Von Lutz Reiche
Hamburg - Die deutschen Lebensversicherer haben im vergangenen Jahr wieder mehr Geld an den Kapitalmärkten verdient und die Bewertungsreserven in ihren Bilanzen deutlich steigern können. Nach Informationen der Ratingagentur Fitch sind auch die gebuchten Beiträge angestiegen. Dennoch geben die Experten keine Entwarnung und behalten ihren negativen Ausblick für die Branche bei. Sie sorgen sich um die Qualität und Nachhaltigkeit des Neugeschäfts und sehen das niedrige Zinsumfeld als eine Bedrohung für die Branche.
Die Kapitalanlagen der Lebensversicherer haben sich im vergangenen Jahr netto mit 4 Prozent verzinst (2008: 3,4 Prozent), schätzt Fitch. Neben der allgemeinen Erholung an den Kapitalmärkten habe dazu vor allem ein hoher Koupon bei den festverzinslichen Anlagen von durchschnittlich 4,5 Prozent beigetragen. Dabei hätten die Anbieter angesichts des niedrigen Zinsumfeldes in ihrem Kapitalanlagebestand erheblich umgeschichtet.

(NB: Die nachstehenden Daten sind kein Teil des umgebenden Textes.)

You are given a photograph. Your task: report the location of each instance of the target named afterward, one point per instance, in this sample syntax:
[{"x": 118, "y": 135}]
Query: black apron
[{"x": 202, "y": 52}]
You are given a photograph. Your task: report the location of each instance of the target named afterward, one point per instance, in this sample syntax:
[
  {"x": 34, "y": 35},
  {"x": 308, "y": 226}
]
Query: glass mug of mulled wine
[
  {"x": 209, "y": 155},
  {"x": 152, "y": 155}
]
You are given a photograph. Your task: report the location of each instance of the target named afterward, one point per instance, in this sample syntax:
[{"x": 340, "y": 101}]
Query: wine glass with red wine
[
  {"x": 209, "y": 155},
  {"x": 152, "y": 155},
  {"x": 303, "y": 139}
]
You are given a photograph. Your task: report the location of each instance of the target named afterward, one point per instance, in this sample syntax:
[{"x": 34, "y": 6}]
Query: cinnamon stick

Um die Renditen ihrer Kunden aufzufrischen investierten die Lebensversicherer mehr Geld in höher verzinste Staats- und Unternehmensanleihen. Fitch geht davon aus, dass die Branche im vergangenen Jahr ihre Investitionen in Unternehmensanleihen (ohne Finanzinstitute) und Staatsanleihen (ohne Deutschland) mehr als verdoppelt hat. So habe sich im Schnitt der Anteil der Unternehmensanleihen auf rund 4,7 Prozent (2008: 1,8 Prozent) erhöht. Einzelne Gesellschaften hätten diesen Anteil sogar in einen zweistelligen Prozentbereich ausgeweitet, schreiben die Versicherungsexperten in ihrem jüngsten Report.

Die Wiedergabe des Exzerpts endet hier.